Rockford Wright County Minn July 25 1863
Samuel J. Brown, Esq.
Not having anything in particular to do and thinking that it might interest you to know where the Bloody Co. “I” is stationed, I take this opportunity of now informing you. On our arrival in St. Paul we were ordered up to Mananah 12 miles west of Forest City from there I was ordered with 15 of the boys down in through the Big Woods on the Scout after Indians where we have been ever since and have had some good times and some bad here on account of the mosquitoes and flies and long marches and at times very little to eat at others we have had plenty when we make [ ] onslaught on some farmers for chickens. I tell you Sam the Boys of Co. “I” can’t be beat on robbing their roosts.
I hope you have a good time up amongst the Indians. I wish you would scalp a few of them Sam and send the scalps along this way as scalps are worth $75.00 here now to anyone who takes one. Send a few along and I will go halves with you. I expect you and [torn page; three words missing] Maj. must have a dull time of it up there.

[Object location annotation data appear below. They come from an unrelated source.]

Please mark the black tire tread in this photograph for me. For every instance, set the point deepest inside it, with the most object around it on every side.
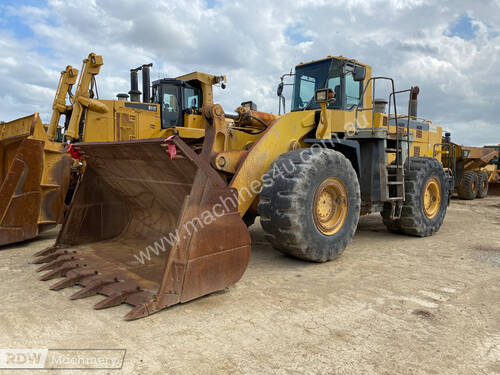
(283, 203)
(413, 221)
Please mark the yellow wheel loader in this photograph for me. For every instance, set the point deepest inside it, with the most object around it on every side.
(158, 222)
(36, 169)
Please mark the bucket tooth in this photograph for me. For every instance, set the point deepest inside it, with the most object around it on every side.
(48, 258)
(47, 251)
(93, 287)
(116, 298)
(72, 278)
(137, 312)
(59, 261)
(60, 271)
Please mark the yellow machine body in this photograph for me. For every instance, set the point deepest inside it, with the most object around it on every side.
(200, 182)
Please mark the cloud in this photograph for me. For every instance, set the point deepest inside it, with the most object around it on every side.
(451, 52)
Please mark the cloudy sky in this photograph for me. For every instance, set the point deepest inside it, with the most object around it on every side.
(451, 49)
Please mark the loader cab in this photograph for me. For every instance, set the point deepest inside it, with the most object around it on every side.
(344, 77)
(176, 99)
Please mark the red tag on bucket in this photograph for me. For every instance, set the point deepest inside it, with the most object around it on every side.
(74, 152)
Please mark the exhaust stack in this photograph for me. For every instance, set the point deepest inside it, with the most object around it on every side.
(414, 102)
(135, 94)
(146, 82)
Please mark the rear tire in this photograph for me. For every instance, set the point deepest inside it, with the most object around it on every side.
(426, 199)
(483, 184)
(310, 202)
(469, 186)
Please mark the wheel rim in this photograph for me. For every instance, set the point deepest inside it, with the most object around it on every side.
(432, 197)
(330, 206)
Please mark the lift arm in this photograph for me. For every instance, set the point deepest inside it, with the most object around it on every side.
(90, 68)
(66, 81)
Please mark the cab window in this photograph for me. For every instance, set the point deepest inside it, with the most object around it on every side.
(192, 98)
(170, 106)
(352, 92)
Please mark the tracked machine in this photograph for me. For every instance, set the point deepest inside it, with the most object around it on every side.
(158, 222)
(38, 175)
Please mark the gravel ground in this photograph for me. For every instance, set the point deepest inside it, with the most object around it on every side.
(390, 304)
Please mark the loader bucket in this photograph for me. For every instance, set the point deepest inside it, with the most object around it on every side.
(148, 228)
(34, 178)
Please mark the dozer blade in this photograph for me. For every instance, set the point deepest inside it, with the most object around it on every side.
(34, 178)
(148, 227)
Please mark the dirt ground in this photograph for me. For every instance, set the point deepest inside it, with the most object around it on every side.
(390, 304)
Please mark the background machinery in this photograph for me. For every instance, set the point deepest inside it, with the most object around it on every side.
(157, 222)
(471, 167)
(36, 169)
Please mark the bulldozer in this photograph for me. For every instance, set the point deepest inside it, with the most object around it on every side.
(37, 173)
(35, 170)
(161, 221)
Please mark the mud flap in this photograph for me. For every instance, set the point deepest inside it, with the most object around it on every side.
(148, 227)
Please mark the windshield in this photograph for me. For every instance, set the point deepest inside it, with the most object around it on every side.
(311, 77)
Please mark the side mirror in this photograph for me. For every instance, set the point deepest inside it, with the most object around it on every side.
(359, 73)
(279, 91)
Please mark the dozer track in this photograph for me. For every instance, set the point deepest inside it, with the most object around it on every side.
(131, 195)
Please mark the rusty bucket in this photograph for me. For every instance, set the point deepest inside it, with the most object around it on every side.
(148, 227)
(34, 178)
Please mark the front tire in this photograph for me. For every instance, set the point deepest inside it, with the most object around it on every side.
(310, 203)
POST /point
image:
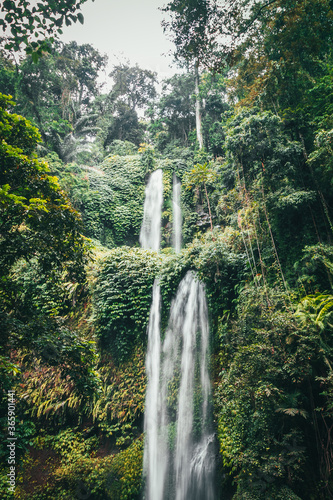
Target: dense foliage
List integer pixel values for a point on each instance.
(256, 204)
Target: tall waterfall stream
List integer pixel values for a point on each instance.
(179, 442)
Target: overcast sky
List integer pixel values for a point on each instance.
(126, 29)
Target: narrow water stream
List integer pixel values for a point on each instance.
(179, 441)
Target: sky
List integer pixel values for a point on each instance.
(126, 30)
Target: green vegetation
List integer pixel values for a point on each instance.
(256, 200)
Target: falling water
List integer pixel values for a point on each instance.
(185, 396)
(179, 443)
(176, 214)
(150, 237)
(150, 234)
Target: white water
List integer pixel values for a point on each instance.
(185, 392)
(176, 215)
(179, 444)
(150, 234)
(150, 237)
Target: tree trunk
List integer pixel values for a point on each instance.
(197, 106)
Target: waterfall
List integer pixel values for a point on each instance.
(176, 214)
(185, 396)
(150, 234)
(150, 237)
(179, 442)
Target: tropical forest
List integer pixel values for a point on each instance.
(166, 256)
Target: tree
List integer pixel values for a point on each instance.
(57, 94)
(22, 22)
(37, 220)
(133, 90)
(193, 28)
(133, 85)
(202, 175)
(173, 116)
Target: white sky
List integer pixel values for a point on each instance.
(125, 30)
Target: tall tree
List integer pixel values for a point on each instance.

Sam I want you to do me a favor by going and seeing Sinte for me and find out how herself and the young one is getting on up in that God-forsaken country. I expect it must be hard times with her. Sam I want you to write me all the news from your place —how you get along with the Indians and all about matters and things in general if there is anything in particular Sinte wants me to do for her you will please let me know and if convenient I shall do it. By complying with the above requests and writing at your earliest convenience you will confer lasting favor on
address: Lieut. Jas Gorman Co. “I” 10th Regt. M.V. Mananah, Meeker Co. Minn
note on jacket in Samuel J. Brown’s handwriting: “Captain James Gorman of Renville Rangers”
Sometimes even I don’t know what to say, you know?
James Gorman was the brother of Minnesota Territorial Governor, Willis A Gorman. Before August of 1862, when he signed up for a company of Minnesota volunteer infantry shortly to become known as the Renville Rangers, James Gorman was employed on the Upper Sioux Reservation in west-central Minnesota.
This letter suggests that while living on the reservation, Gorman had a relationship with a Dakota woman, Sinte, and that Sinte, along with her child (Gorman’s?), had been exiled from Minnesota to Crow Creek, South Dakota.
Gorman’s friend, Samuel J. Brown was stationed at Crow Creek in the summer of 1863, as Dakota interpreter for the Federal Indian Agency. On the heels of his suggestion that hunting Indians for their scalps would liven up the monotony of duty at Crow Creek, Gorman asked Brown to send news of Sinte and her child, but was interested in helping them only if it is convenient.
It wasn’t a trivial reference to scalps. Little Crow (although his body had not yet been identified) had been killed and scalped about 20 miles away, three weeks before Gorman penned the letter.
Source: Photocopy in binder, “Samuel J. Brown, Frontiersman,” compiled and loaned to me in 2003 by Alan R. Woolworth. Possibly copied from the Joseph R. and Samuel J. Brown Family Papers, the Minnesota Historical Society.